今後のSportVUのデータ活用の方向性についていくつか書いておきたい。

まずはファン向け。現時点ではstats.nba.comでのトラッキングデータの提供だけだが、今後はTV放送や動画配信と組み合わせることで、新しい観戦方法を体験できるようになるだろう。

放送中の映像や手元のタブレットに、トラッキングデータを使ってビジュアル化された各プレイヤーやチームの得点パターン、得点の多いエリアの図を表示することが考えられる。得点につながりやすいパスのルートを動画に重ねて表示することで、ボールを持っていないプレイヤーの動きに目が行く、ということもあるかもしれない。

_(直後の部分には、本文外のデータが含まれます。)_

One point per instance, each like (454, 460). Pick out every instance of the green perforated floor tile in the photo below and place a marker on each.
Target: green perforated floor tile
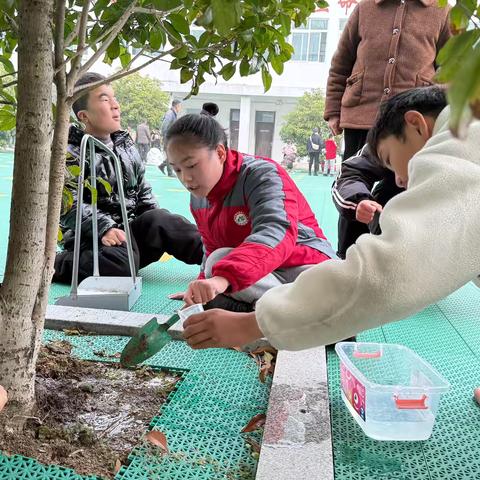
(443, 335)
(218, 394)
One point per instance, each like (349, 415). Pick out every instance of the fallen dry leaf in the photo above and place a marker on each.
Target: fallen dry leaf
(118, 466)
(3, 398)
(476, 394)
(255, 423)
(254, 444)
(157, 438)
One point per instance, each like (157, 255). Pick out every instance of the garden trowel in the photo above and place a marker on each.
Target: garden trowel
(149, 340)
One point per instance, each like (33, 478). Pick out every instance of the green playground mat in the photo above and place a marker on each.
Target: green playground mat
(219, 391)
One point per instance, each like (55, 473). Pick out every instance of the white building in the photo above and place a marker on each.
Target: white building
(252, 117)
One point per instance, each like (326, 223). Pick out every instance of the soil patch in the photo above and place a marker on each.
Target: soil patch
(89, 415)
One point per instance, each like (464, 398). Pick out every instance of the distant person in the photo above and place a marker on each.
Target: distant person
(168, 119)
(360, 192)
(143, 139)
(289, 155)
(330, 156)
(210, 108)
(154, 230)
(257, 228)
(314, 148)
(386, 47)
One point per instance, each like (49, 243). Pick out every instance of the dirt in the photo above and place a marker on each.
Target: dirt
(89, 415)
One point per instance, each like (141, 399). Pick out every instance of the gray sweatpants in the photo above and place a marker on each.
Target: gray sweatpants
(253, 293)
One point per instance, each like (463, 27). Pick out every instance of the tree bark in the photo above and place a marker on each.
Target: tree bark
(21, 336)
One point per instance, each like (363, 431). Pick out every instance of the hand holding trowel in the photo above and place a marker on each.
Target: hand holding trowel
(152, 337)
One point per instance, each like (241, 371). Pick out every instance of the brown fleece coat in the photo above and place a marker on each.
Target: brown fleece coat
(387, 46)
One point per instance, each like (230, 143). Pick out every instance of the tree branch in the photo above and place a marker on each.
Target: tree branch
(10, 84)
(8, 74)
(122, 73)
(75, 70)
(71, 36)
(116, 30)
(59, 45)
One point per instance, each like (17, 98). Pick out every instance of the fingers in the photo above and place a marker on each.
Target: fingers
(176, 296)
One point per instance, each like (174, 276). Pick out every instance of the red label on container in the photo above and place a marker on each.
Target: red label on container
(354, 391)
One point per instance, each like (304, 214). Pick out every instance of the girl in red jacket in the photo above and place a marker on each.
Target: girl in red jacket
(257, 228)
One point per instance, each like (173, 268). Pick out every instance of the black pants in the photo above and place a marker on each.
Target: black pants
(350, 230)
(314, 159)
(143, 149)
(153, 233)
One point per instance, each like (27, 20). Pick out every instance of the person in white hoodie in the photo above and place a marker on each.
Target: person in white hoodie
(428, 248)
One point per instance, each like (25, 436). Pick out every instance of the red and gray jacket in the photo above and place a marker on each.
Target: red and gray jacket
(257, 209)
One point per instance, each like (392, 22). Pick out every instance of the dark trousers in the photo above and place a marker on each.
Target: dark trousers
(153, 233)
(143, 149)
(350, 230)
(314, 159)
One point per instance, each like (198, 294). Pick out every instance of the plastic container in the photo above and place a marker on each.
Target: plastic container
(391, 392)
(191, 310)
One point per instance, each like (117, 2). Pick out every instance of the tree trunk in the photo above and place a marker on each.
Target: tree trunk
(21, 336)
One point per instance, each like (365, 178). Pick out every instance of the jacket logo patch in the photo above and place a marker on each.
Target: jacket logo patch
(240, 218)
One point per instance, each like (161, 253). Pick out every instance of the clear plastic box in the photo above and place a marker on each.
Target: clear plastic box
(391, 392)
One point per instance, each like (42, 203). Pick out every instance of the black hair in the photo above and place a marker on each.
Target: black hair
(201, 129)
(209, 108)
(390, 120)
(85, 79)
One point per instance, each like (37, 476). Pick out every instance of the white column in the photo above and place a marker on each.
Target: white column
(244, 127)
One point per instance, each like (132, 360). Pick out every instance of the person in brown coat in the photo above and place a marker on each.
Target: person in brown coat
(387, 46)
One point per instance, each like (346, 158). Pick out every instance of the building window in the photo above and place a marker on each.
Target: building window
(264, 129)
(234, 127)
(310, 40)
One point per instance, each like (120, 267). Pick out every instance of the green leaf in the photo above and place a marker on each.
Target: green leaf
(166, 5)
(93, 192)
(266, 79)
(458, 17)
(228, 71)
(74, 170)
(179, 23)
(172, 32)
(106, 185)
(113, 50)
(277, 64)
(7, 119)
(205, 19)
(186, 74)
(9, 68)
(182, 52)
(464, 88)
(125, 59)
(226, 15)
(244, 67)
(156, 39)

このようにゲームの映像に分析データの映像や画像を重ねることによって、ゲームをより深く理解でき、違った角度から観戦することができるようになるだろう。

同時に映像での観戦方法が充実することで、ビジネスの拡大にも効果を発揮するだろう。

映像の価値が高まれば、放映権契約時にリーグやチームが有利な条件で契約ができるようになる。また、放送時のスコア表示にスポンサーがあるように、表示される画像に対してスポンサーを付けることも可能だ。

スカウトやプレイヤーの査定にも活用できる。スタッツとその質や文脈についてもデータ化されているため、チーム戦略を踏まえて必要なプレイヤー(例:ウィングでリバウンドを確実に取れるプレイヤー)を、データを元に探し出すことが容易になる。

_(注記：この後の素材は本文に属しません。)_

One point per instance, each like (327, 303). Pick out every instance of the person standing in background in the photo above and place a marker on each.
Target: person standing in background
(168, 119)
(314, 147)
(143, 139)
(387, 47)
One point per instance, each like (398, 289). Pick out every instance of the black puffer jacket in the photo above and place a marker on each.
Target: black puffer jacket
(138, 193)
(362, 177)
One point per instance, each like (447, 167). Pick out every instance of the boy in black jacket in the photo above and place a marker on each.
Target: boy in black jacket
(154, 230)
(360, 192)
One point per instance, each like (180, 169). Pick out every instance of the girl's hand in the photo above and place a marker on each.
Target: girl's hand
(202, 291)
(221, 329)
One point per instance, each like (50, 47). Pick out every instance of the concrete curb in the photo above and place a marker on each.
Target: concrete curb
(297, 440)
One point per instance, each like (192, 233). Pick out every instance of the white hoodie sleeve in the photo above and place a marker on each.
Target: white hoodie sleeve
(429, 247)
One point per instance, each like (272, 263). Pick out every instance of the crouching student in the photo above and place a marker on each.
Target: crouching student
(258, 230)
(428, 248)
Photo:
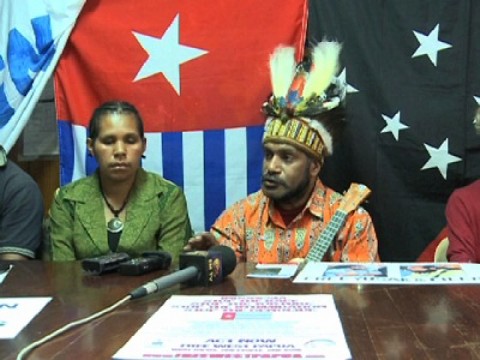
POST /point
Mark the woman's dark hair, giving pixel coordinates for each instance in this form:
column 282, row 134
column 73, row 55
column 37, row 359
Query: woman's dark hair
column 111, row 107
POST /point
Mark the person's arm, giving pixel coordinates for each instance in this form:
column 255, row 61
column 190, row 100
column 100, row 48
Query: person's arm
column 461, row 238
column 176, row 228
column 225, row 231
column 359, row 239
column 21, row 221
column 61, row 230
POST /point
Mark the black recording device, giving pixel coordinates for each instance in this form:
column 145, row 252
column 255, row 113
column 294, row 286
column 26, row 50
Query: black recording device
column 196, row 268
column 149, row 261
column 105, row 263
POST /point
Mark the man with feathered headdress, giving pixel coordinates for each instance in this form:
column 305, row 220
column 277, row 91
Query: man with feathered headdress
column 291, row 216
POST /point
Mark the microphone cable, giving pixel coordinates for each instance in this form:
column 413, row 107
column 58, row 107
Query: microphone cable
column 21, row 355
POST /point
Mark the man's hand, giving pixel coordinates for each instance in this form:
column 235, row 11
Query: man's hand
column 202, row 241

査定の際にも、これまで評価されにくかったゴール下のディフェンスや第4クォーターでの運動量(移動距離・速度)といった指標で評価することができるようになる。

なお、選手会はデータの活用で選手が不利にならないよう、クロスチェックのためにプレイヤーのデータへのアクセス権を求めている。

一方でコーチ陣にとってはデータの活用はそれほど簡単ではないだろう。現時点では一般に公開されている範囲は各プレイヤーのトラッキングデータだけだが、各チームは生データを使ってより高度な分析を試しているはずだ。

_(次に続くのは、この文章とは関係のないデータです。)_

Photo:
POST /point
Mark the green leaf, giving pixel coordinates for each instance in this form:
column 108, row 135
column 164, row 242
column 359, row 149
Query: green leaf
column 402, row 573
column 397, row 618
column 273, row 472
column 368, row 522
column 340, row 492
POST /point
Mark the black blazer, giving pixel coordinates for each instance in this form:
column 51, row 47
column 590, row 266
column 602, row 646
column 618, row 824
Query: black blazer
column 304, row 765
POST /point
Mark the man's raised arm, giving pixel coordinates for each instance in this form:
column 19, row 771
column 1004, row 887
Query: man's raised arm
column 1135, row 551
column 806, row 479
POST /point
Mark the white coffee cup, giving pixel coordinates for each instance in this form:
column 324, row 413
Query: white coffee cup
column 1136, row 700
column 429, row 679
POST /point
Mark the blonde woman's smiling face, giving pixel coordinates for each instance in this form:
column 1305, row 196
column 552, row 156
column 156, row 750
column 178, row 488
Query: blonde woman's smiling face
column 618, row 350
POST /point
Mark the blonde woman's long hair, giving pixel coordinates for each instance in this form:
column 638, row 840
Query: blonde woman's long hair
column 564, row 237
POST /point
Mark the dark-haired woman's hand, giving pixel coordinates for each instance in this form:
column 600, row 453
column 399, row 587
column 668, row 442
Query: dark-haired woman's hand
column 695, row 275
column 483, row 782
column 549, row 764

プレイヤー単独の分析だけではなく、セットプレーなどのチームによるプレーの分析も可能だ。例えば対戦するチームのセットプレーのうち、成功率(1ポゼッションあたりの期待得点)が高いものをピックアップし、重点的に対策を練習するということも可能だ。

対策の中ではレブロン・ジェイムスのような特定のプレイヤーがボールを保持している際に、シュートとパスのどちらの期待得点が低いか分析し、低いほうに誘導するようにディフェンスするということも考えられる。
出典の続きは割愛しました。